The New York City Commission on Human Rights (“NYCCHR”) recently announced that it collected $1.4 million in penalties in 2015, which is double the amount collected in 2014. Carmelyn P. Malalis joined the NYCCHR in February 2015 as its new Chair and Commissioner, after almost a decade as a plaintiff’s attorney. Under new leadership, and given recent statutes regarding criminal and credit background checks and amendments to the New York City Human Rights Law, 2016 may prove a record year for NYCCHR penalties.
The NYCCHR announced a 20 percent increase in discrimination investigations, for a total of 755 investigations, up from 628 in 2014. On average, the NYCCHR collected $21,777 per case in 2015, while in 2014 the average collection per case was $9,725. The most common complaints involved allegations of disability discrimination, which comprised 30 percent of all complaints in 2015, followed by race discrimination (20 %), gender discrimination (18 %), and discrimination based on national origin (15 %).
The NYCCHR’s press release also highlights some of its cases, including a $250,000 penalty in a sexual harassment case, which was the largest civil penalty in the NYCCHR’s history and the maximum civil penalty that the NYCCHR may assess. In another case, the employer paid a pregnant job applicant $20,000 in damages and $2,500 in civil penalties for refusing her employment.
Employers should take particular note of two new employment protections added to the New York City Human Rights Law in late 2015, one of which explains the increased number of investigations. First, the Fair Chance Act (“FCA”), in effect since October 27, 2015, makes it illegal to ask about criminal history until after a conditional offer of employment unless a few, narrow exceptions apply. The NYCCHR opened 77 criminal history-related discrimination investigations in 2015, compared to 12 the previous year - a six-fold increase.

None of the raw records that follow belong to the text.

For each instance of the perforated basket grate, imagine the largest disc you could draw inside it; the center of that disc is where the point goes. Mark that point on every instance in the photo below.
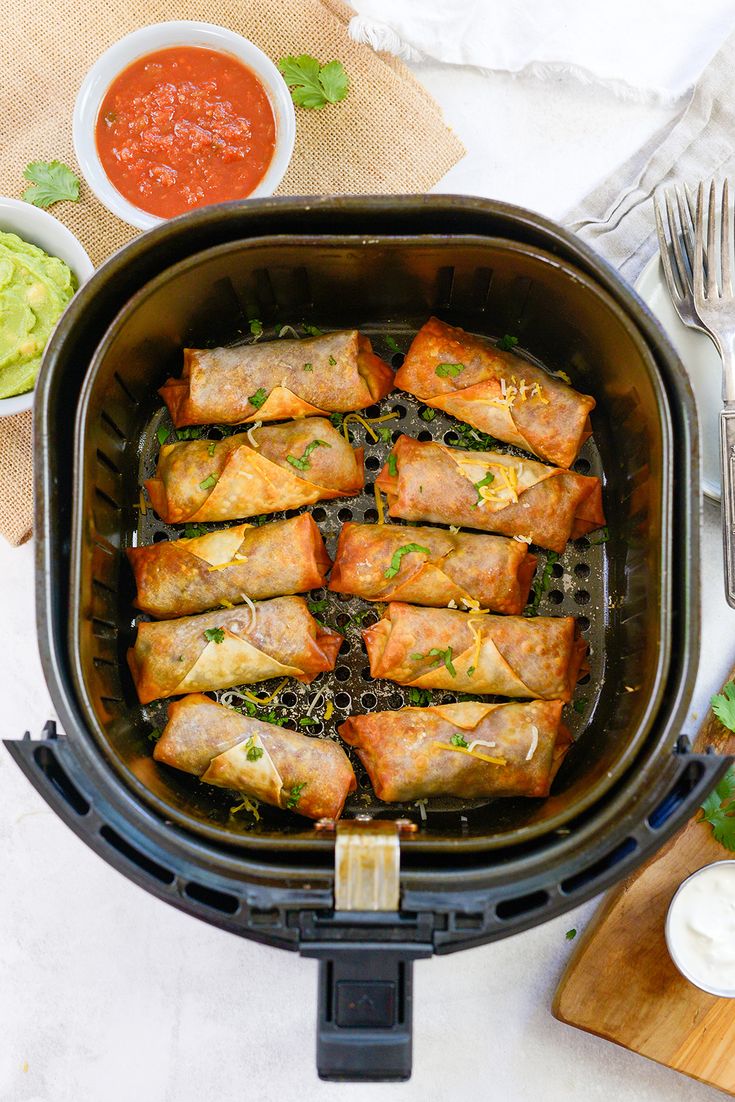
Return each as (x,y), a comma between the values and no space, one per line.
(574,584)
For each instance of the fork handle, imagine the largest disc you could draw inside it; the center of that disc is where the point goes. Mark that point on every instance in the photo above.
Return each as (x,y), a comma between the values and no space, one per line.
(727,471)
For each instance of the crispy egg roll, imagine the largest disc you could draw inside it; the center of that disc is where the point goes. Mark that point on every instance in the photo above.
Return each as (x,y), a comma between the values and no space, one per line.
(277,379)
(432,566)
(266,470)
(179,577)
(508,656)
(230,647)
(283,768)
(490,490)
(468,749)
(497,391)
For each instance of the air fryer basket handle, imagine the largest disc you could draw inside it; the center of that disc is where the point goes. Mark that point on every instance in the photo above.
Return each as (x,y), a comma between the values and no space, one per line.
(365,1009)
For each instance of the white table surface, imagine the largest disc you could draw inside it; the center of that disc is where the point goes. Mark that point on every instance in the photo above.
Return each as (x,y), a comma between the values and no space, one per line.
(109,995)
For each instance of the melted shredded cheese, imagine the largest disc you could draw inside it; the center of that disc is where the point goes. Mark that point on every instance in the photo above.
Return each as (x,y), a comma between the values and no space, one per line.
(465,749)
(237,561)
(378,505)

The Stop Credit Discrimination in Employment Act (“SCDEA”) has been in effect since September 3, 2015, and prohibits an employer from requesting or using an applicant or employee’s credit history unless the role falls within one of a number of narrow exceptions. The New York City Human Rights Law was also amended in 2015 to prohibit employment discrimination based on an individual’s “caregiver status.” In addition, the NYCCHR released enforcement guidance regarding the New York City Human Rights Law’s protections based on gender identity and expression. 2016 may see increased enforcement activity around the FCA, SCDEA, and other recent amendments to the New York City Human Rights Law.
The NYCCHR announced that it expanded its legal staff and intends to “streamline its processes [and] sharpen its investigatory tools.” It also noted that it will continue to offer educational workshops and materials in 10 different languages.
Given that New York employers are likely to face an increasingly active NYCCHR and increased enforcement activity, it is critical that employers continue to stay abreast of recent amendments to the New York City Human Rights Law, with particular focus on the FCA and SCDEA.